Why I need to learn my mother tongue.
My Father's Sisters, like my grandmothers, always charmed me with their way of speaking our mother tongue. My father's sisters, though away from the village for so long, have never lost taste of the mother tongue such that they keep speaking it whenever they meet and with so much passion, and also during their various group chats and VOIP Calls. They make the language which I once forbade sound so sexy. They make it look so interesting. Those little gossips and those little moments that I can't be part of... Even though I want to. That I and my siblings didn't and could never have because unlike my grandmothers and aunties, we had(have) to a certain extent, decided to denigrate and shun our mother tongue. Why would I speak my mother tongue when according to Krav Biharu Kachrov, English is the world's language of our time? And I already know how to speak that. Isn't it just fine that I can speak the world's language? Even though it doesn't have the most native speakers, it sure has a commonwealth of speakers that makes it the most important, even if it's no longer the most widely spoken language.
I come from a little village called Wum situated in Menchum Division of North West Region Cameroon, West or Central Africa. Aghem is what we call our natives and our native language. For a large part of my life, I didn't feel any necessity to learn the language. Ever been asked this question - "Can you speak French?" What was your response? Did you say something like "I hear but I have difficulties in speaking"? Well... We're in the same pot of soup. I thought just understanding the language was enough for me until I realized that I was behaving like a castrated goat. But what is a mother tongue by the way?
A mother tongue can be described as the language which a person has grown up speaking from early childhood. Going by this definition, one might be tempted to say that most African mother tongues have become English or French. In pursuit of globalization, we fall into the vicious arms of alienation. During my intercultural communication lessons, our lecturer told us of two stages in a human's life - he called them the acquisition phase and the learning phase. The acquisition phase is the period from 0 - 12 years when a child acquires basic knowledge from his environment. The learning phase concerns the period from 12 years till when we die when we have to put in more effort to learn the things we need. And I am still in regret today that I didn't use the acquisition phase of my life, or that it wasn't used to teach me about my culture and my mother tongue.

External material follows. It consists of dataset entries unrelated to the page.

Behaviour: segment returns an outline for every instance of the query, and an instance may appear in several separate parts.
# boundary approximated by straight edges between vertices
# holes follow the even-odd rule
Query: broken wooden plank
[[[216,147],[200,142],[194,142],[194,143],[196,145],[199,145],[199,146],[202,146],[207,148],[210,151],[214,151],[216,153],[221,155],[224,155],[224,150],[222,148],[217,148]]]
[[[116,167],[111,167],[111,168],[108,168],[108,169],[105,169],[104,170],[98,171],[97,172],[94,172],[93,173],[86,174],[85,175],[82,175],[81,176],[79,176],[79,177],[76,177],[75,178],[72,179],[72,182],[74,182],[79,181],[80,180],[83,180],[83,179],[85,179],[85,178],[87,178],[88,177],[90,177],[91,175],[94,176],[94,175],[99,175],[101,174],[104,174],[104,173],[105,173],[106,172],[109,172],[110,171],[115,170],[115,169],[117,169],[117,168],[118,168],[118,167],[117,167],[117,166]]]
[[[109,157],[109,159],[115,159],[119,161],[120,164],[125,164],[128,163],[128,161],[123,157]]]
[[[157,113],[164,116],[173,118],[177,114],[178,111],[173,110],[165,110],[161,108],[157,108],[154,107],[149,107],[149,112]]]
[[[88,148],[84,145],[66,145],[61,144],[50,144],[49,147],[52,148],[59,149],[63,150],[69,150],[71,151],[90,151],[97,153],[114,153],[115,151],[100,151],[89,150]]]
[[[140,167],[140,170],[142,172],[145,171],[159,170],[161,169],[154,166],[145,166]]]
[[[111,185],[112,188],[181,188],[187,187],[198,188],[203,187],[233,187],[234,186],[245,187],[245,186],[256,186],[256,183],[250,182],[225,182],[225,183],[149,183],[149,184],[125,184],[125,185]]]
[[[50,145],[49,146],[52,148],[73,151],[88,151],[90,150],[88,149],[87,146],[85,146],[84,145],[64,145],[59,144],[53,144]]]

Truth is that I was born in the village and for the first 2 years of my life, I spoke nothing but Aghem. As alienation is a vicious man, English seemed to be subtler and wiped away all of the already instilled mother tongue language skills I had in me. My citizenship teacher always said this : "A man without principles is like a moving car without brakes" and I'd love to borrow from him and say that a man without culture is like a moving car without brakes. How can you stand somewhere and beat your chest that you're somebody without identifying to something? If you have no language, you have no culture.
The English language we so much desire to master is someone's own mother tongue. True that it's important to speak it well... But let's do things right - for they say that charity begins at home. Studies have shown that those who speak their mother tongues are quicker to learn other languages. And this might just be why I've been having a fumbling with Italian and Swahili. Maybe... I've seen the way the Nso people of the North West Region showcase their culture and never miss an opportunity to speak, bring their mother tongue to the limelight - in every domain whatsoever.
Why do I need to learn my mother tongue? Well... Because I'm tired of being painted with foreign stripes. I'm tired of feeling alien and accepting assimilation. But above all things, I want to feel the taste of gossip in my mother tongue. I want to listen to folklore by the fireside as grandma tells us stories.